Стихи
Опубликовано в журнале Дружба Народов, номер 2, 2025
Попов Сергей Викторович — поэт, прозаик, дрматург. Родился в 1962 году. Окончил Литературный институт им. А.М.Горького. Публикации в журналах «Новый мир», «Дружба народов», «Звезда», «Новый журнал», «Интерпоэзия», «Арион» и др. Автор многих книг стихов и прозы, среди них сборники стихов «Травы и тропы» (М., 2020) и «Вся печаль» (М., 2021). Лауреат многих литературных премий, в том числе премии журнала «Дружба народов» (2023).
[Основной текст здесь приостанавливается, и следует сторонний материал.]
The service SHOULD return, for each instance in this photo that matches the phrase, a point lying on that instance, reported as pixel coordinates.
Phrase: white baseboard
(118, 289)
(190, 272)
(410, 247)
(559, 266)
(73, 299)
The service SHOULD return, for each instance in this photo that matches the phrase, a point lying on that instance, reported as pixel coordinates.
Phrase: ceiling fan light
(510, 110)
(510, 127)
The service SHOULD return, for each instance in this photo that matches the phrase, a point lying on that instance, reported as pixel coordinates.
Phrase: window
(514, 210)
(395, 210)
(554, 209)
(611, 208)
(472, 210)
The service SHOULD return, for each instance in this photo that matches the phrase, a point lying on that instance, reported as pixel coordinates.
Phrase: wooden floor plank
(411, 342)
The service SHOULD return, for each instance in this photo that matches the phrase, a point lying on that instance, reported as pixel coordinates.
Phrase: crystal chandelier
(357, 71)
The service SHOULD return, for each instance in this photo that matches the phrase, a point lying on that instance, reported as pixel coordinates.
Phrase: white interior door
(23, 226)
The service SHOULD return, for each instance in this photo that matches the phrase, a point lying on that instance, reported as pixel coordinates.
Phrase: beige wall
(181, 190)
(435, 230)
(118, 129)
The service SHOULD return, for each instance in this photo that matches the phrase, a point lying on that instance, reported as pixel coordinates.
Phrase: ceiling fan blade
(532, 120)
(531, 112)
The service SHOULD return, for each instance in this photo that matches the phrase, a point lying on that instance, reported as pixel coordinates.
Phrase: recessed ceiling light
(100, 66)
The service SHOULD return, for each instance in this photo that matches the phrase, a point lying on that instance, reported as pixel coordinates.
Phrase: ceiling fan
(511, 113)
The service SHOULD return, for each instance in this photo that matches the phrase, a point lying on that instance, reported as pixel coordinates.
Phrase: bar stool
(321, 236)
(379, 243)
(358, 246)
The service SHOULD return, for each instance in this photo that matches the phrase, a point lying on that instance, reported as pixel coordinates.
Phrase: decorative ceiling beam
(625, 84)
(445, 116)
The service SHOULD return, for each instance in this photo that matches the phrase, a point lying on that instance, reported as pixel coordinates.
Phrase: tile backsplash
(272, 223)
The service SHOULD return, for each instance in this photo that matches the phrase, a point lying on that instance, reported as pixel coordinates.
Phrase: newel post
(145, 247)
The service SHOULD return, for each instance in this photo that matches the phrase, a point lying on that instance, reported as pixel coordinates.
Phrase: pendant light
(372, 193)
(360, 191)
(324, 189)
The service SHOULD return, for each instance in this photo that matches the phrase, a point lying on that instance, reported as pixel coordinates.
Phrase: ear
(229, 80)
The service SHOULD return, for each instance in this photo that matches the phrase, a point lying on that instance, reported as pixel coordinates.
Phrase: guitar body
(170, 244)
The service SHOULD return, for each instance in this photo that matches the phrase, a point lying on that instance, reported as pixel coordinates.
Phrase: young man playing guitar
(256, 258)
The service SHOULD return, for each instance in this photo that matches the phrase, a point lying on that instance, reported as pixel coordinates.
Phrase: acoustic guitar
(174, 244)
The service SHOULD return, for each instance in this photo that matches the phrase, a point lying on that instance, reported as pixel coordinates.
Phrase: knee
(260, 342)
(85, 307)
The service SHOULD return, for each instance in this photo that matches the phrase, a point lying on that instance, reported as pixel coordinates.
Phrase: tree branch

Живёт в Воронеже.
* * *
Кто сказал, каждой твари по паре?
Прибаутки для счастья малы —
русопяты, семиты, татаре,
самоеды, абреки, хохлы…
За язык никого не тянули,
а несёт без руля и ветрил.
Гули-гули, залётные пули.
Кто забыл, кто не так повторил.
Полумесяц над тундрой ковёрной,
над ковидной кривою орёл.
И орнамент равнинный и горный
на игре в непонятки расцвёл.
Словно прошлое вышито плохо,
и с такой вышиванкой беда,
протянула непруха-эпоха
до тротила разрыв-провода.
И круги разошлись без остатка,
зачудила горючая смесь…
Кобура, камуфляж, плащ-палатка —
это так называется здесь.
Всё устроено по-человечьи —
распальцовка, базар, мордобой,
чтоб галдело всемирное вече
в пользу очередной мировой.
Янки, панки, уйгуры, арабы
на одном гомонят языке.
И по милоcти этой оравы
самолёты срывает в пике.
Офигенно, решительно, гарно
инь и ян в кочевом кураже
на посадку заходят попарно,
потому что сажают уже.
И в сердцах затворяют ворота,
и в слезах растворяют мозги.
По долинам горланит икота,
но по взгорьям не слышат ни зги.
Вот и зренье становится слухом.
Вот и слух утекает во тьму…
И о чём эти песни над ухом,
не понятно уже никому.
* * *
Палевый разливается, бежевый, золотой…
Если, как встарь, обходишься запятой,
то не кончается речитатив цикад
в травах у хижины окнами на закат.
В Новом Афоне это или в Крыму?
Год не припомню, Хроноса не уйму —
лишь насекомый свет от него хранит,
чтоб не смолкало пение аонид,
дабы до точки не доходил пока —
как ни кровавятся в очередь облака,
как ни противится кипенный лист перу,
жизнь укрощая обмороком к утру.
И ни морской, ни горний огонь вдали
на берегу пристанище не спалит —
дымкой забвения брошенный край земли
тысячу лет под перистые залит.
Но препинанья — точно слова не в счёт —
ярые знаки время стирают в прах…
Всей саранче — и золото, и почёт
да исполать норе на семи ветрах!
Медный на дне румянится, истовый, с края кровь…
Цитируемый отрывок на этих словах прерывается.